Radio was then the dominant medium, Kalb said Tuesday.
“There were 45 million radios in the U.S.,” he said. “And people were listening to the radio an average of four and half hours a day. Newspapers were way down below that. So the most important means of communication was the radio.”
Across the country, broadcasts of all kinds were interrupted.
In New York, an announcer on WOR broke into a Giants football game.
“We interrupt this broadcast to bring you this important bulletin. . .
Flash. Washington. The White House announces Japanese attack on Pearl Harbor. Stay tuned . . . for further developments. . . .”

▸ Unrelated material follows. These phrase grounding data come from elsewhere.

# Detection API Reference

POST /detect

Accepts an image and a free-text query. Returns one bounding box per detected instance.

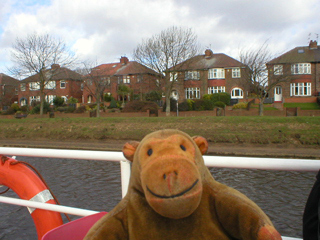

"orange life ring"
[0,156,63,239]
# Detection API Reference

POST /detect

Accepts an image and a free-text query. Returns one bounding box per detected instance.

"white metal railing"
[1,147,319,240]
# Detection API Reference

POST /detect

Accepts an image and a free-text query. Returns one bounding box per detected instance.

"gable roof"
[169,50,244,71]
[21,65,83,83]
[92,59,161,77]
[0,73,20,86]
[268,42,320,64]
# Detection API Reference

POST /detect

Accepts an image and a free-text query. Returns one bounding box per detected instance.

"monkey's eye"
[180,145,186,151]
[147,149,153,156]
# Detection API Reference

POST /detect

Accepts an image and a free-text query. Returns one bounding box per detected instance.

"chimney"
[120,56,129,65]
[309,40,318,50]
[204,49,213,58]
[51,64,60,69]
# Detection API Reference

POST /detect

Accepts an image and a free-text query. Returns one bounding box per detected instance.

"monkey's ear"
[192,136,208,155]
[122,141,140,162]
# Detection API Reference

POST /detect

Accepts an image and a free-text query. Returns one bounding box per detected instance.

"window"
[170,72,177,82]
[185,71,200,80]
[20,98,27,106]
[232,68,241,78]
[29,82,40,91]
[20,83,26,91]
[208,86,225,94]
[231,88,243,99]
[185,87,200,99]
[290,82,311,96]
[137,75,143,83]
[123,75,130,84]
[29,96,40,104]
[46,95,56,104]
[45,81,56,89]
[60,80,66,88]
[291,63,311,74]
[208,68,225,79]
[274,65,283,75]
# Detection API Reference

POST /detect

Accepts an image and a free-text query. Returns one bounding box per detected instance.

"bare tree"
[80,62,111,117]
[10,33,75,115]
[239,42,289,116]
[133,26,200,116]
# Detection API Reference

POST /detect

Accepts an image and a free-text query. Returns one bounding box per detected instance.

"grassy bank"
[0,116,319,146]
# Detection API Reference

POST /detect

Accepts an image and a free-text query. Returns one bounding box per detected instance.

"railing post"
[120,160,131,198]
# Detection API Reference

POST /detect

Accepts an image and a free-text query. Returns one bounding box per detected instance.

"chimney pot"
[51,64,60,69]
[120,56,129,65]
[205,49,213,58]
[309,40,318,49]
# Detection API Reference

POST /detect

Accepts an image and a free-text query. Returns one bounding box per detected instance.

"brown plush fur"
[84,129,281,240]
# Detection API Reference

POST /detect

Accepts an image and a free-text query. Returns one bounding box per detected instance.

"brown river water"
[0,156,317,239]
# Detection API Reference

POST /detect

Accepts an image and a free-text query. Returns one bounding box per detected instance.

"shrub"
[145,91,162,102]
[186,99,194,110]
[162,98,178,112]
[203,99,214,110]
[56,106,75,113]
[74,106,86,113]
[20,105,29,113]
[202,94,212,100]
[53,96,65,107]
[215,101,226,108]
[232,102,248,109]
[122,100,158,114]
[193,99,205,111]
[104,94,113,102]
[2,107,15,115]
[31,102,51,114]
[210,92,231,105]
[67,97,78,104]
[11,103,20,112]
[178,101,189,111]
[108,98,118,109]
[317,97,320,106]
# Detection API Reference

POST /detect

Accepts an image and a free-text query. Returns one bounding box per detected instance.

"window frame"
[185,71,200,80]
[290,82,311,96]
[232,68,241,78]
[231,87,244,99]
[291,63,311,75]
[60,80,66,89]
[208,68,225,79]
[208,86,225,94]
[185,87,200,99]
[274,65,283,75]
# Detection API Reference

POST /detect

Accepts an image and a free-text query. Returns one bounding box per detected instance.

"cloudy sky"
[0,0,319,75]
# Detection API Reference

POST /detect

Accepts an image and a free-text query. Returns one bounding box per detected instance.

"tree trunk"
[258,100,264,116]
[165,94,171,117]
[40,92,44,116]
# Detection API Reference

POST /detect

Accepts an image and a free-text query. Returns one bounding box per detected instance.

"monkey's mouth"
[146,179,199,199]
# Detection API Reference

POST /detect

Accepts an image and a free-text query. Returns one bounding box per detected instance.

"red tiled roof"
[169,52,244,71]
[268,44,320,64]
[0,73,20,86]
[92,61,161,77]
[21,67,83,83]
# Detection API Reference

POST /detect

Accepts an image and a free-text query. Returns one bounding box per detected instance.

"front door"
[274,86,282,102]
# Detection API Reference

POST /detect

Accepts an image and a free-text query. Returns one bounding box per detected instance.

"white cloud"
[0,0,319,73]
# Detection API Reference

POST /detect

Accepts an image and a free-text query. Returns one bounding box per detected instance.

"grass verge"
[0,116,319,146]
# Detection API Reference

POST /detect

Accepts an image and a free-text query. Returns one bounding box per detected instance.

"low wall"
[1,108,320,119]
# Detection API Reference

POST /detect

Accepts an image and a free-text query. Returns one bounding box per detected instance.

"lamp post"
[172,90,179,117]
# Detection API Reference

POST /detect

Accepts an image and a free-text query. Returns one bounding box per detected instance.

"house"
[267,40,320,103]
[0,73,20,110]
[167,49,249,102]
[18,64,83,107]
[83,56,163,103]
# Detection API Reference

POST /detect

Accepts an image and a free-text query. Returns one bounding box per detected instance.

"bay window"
[208,86,225,94]
[208,68,225,79]
[290,82,311,96]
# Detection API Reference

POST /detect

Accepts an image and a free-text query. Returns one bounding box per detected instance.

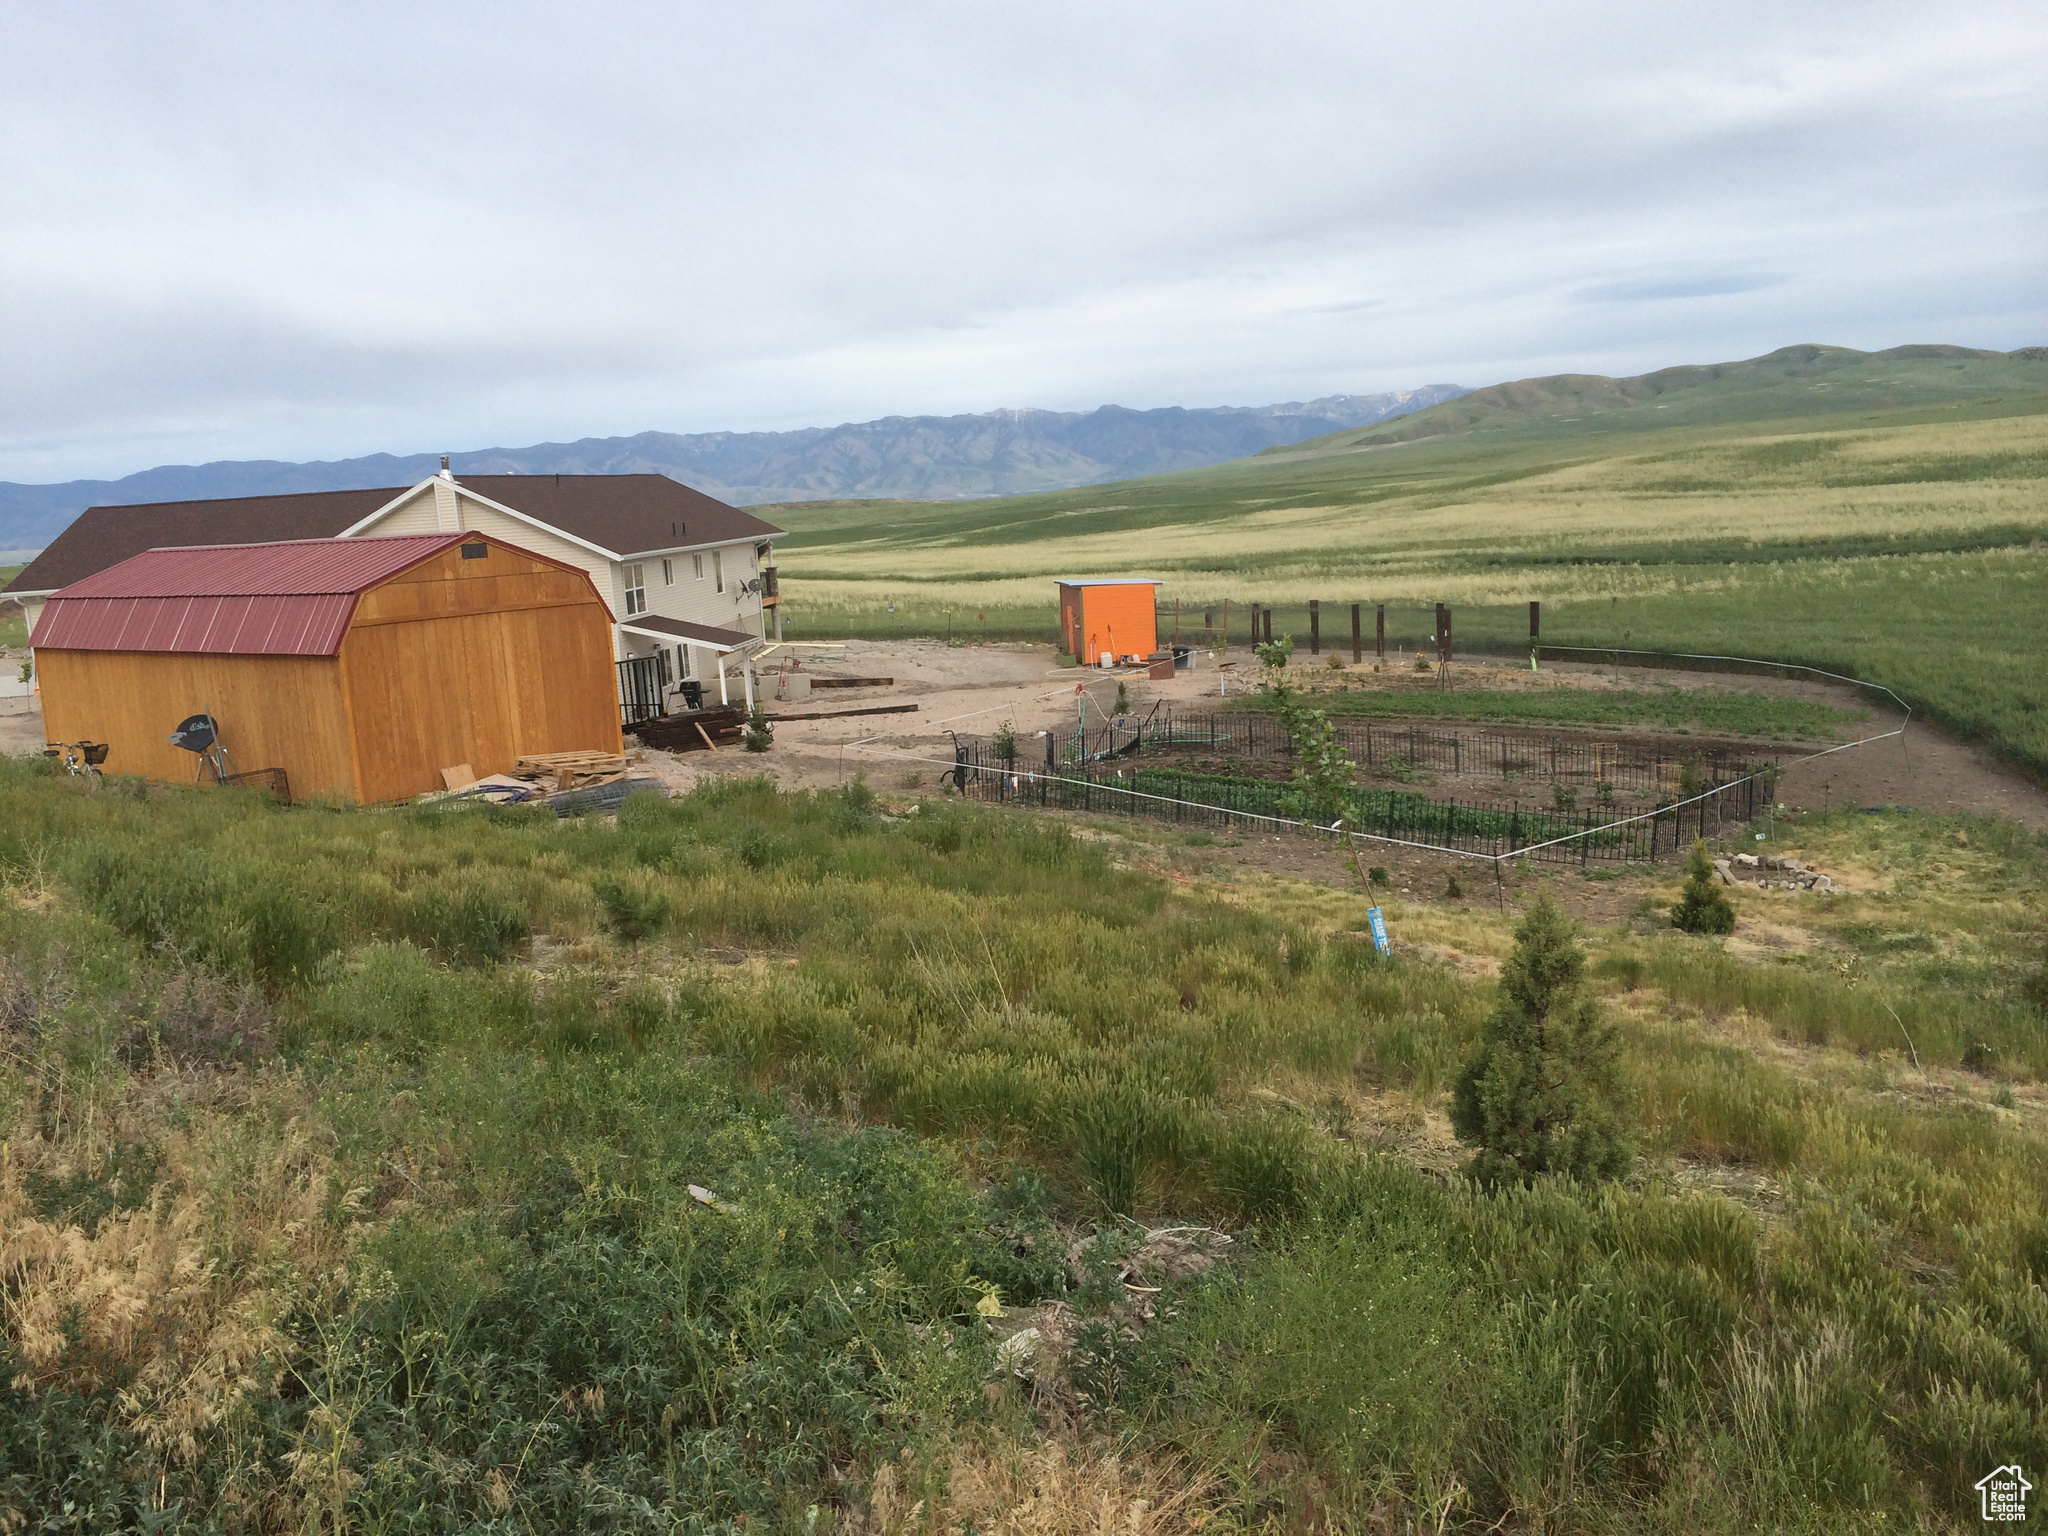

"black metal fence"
[1056,706,1762,797]
[947,729,1776,864]
[617,653,671,727]
[1134,709,1757,796]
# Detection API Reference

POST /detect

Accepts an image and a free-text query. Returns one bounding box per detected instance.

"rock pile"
[1712,852,1835,894]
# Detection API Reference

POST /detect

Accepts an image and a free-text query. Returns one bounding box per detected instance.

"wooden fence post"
[1309,600,1320,654]
[1376,604,1386,663]
[1351,603,1362,663]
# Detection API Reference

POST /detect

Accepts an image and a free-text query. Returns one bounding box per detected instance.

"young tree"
[1450,891,1631,1185]
[1255,636,1356,828]
[1671,837,1736,935]
[743,706,774,753]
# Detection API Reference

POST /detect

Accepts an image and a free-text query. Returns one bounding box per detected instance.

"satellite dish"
[168,713,234,783]
[168,713,219,753]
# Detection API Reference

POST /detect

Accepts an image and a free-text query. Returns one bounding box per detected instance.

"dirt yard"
[646,639,2048,834]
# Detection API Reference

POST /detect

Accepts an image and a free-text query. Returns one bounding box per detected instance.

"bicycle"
[53,740,109,784]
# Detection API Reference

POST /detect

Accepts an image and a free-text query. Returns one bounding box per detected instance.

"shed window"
[661,558,674,585]
[460,542,488,560]
[713,551,724,594]
[623,563,647,616]
[692,553,704,580]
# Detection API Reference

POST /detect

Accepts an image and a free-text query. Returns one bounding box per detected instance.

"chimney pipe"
[439,454,452,478]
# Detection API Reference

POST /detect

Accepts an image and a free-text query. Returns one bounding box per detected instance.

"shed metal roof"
[30,534,469,657]
[1054,577,1162,587]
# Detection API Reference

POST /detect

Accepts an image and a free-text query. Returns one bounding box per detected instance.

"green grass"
[3,765,2046,1529]
[1233,683,1863,738]
[0,565,24,648]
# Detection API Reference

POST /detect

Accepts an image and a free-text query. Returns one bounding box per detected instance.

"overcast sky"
[3,1,2043,482]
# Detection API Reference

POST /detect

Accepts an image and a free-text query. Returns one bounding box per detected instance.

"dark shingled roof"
[454,475,784,559]
[4,474,785,597]
[7,488,397,595]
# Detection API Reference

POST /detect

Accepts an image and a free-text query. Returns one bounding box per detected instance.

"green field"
[4,763,2046,1529]
[0,565,23,649]
[770,348,2048,775]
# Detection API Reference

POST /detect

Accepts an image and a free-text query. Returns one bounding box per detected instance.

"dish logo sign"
[1976,1464,2030,1523]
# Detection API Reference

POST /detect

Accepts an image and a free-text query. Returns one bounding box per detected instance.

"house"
[1055,578,1161,666]
[4,467,787,711]
[31,532,620,802]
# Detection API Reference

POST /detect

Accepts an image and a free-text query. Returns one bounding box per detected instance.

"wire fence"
[942,739,1776,865]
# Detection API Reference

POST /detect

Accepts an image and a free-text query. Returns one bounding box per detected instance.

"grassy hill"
[771,356,2048,776]
[1275,343,2048,453]
[4,760,2045,1529]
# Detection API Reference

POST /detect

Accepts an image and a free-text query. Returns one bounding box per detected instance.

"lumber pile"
[628,705,748,752]
[511,749,643,792]
[415,747,662,811]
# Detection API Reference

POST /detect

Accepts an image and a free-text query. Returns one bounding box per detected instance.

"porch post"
[718,656,730,706]
[743,659,756,713]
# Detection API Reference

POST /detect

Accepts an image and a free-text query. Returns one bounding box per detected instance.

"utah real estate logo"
[1976,1464,2030,1523]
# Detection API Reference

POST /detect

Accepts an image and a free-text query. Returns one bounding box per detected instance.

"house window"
[676,644,691,679]
[661,558,673,585]
[693,553,704,580]
[713,551,724,594]
[623,563,647,616]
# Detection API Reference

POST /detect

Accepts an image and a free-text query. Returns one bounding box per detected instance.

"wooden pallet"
[511,749,641,790]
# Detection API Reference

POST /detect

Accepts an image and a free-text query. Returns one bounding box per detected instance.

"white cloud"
[0,0,2042,479]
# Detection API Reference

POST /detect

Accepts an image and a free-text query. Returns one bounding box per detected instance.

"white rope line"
[839,646,1918,867]
[1507,648,1912,858]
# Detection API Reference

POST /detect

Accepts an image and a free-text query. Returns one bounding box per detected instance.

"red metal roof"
[30,534,466,656]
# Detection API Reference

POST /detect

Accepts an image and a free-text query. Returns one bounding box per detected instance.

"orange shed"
[32,531,622,803]
[1056,579,1160,666]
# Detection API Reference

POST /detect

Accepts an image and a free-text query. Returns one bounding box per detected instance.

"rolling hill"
[1269,343,2048,455]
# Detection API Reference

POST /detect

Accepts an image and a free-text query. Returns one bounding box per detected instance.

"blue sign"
[1366,906,1390,956]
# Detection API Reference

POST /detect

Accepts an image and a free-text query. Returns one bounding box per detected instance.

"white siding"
[359,487,444,536]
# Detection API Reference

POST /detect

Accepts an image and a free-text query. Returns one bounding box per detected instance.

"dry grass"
[0,1069,371,1497]
[867,1438,1224,1536]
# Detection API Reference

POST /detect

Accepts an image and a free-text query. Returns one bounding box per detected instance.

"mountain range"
[0,387,1467,555]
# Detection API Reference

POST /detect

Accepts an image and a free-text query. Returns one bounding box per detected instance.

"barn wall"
[34,649,356,797]
[339,543,621,802]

Another radio reporter delivered a dramatic account from the roof of a building in Honolulu.
“We have witnessed this morning . . . a severe bombing of Pearl Harbor,” the reporter said, speaking deliberately over the background static.
“The city of Honolulu has also been attacked and considerable damage done. This battle has been going on for nearly three hours. . . . It is no joke. It is a real war.”
Most Sunday newspapers had been printed before the early morning attack and missed the news at first.
The Honolulu Star-Bulletin came out with “extra” editions Sunday to announce the calamity.
“WAR!” its headlines blared.
“OAHU BOMBED BY JAPANESE PLANES”
On the East and West coasts, the story didn’t break until later in the day, and many newspapers carried their first detailed reports the next day.
In San Francisco, the Chronicle’s giant headline — “WAR!” — took up the top third of the front page.
In Washington, The Post proclaimed: “Japan Declares War Against U.S.”
The 27,102 fans at the Redskins game — Washington won, 14-7 — were not told of the attack, but the public-address announcer summoned numerous VIPs and military officers to report to their headquarters throughout the contest.
At the White House, worried crowds gathered outside the iron gates while, inside, Ruthjane Rumelt passed bits of the unfolding story from her boss to the press.
At 3:18 p.m., she entered the press room and said: “So far as the President’s information goes, and so far as we know, at the moment, the attacks are still in progress. In other words, we don’t know that the Japanese have bombed and left.”
Back in Hawaii, the last Japanese planes had departed about 30 minutes earlier, littering Pearl Harbor with smashed American ships and thousands of dead, and leaving the date one that would live on in infamy.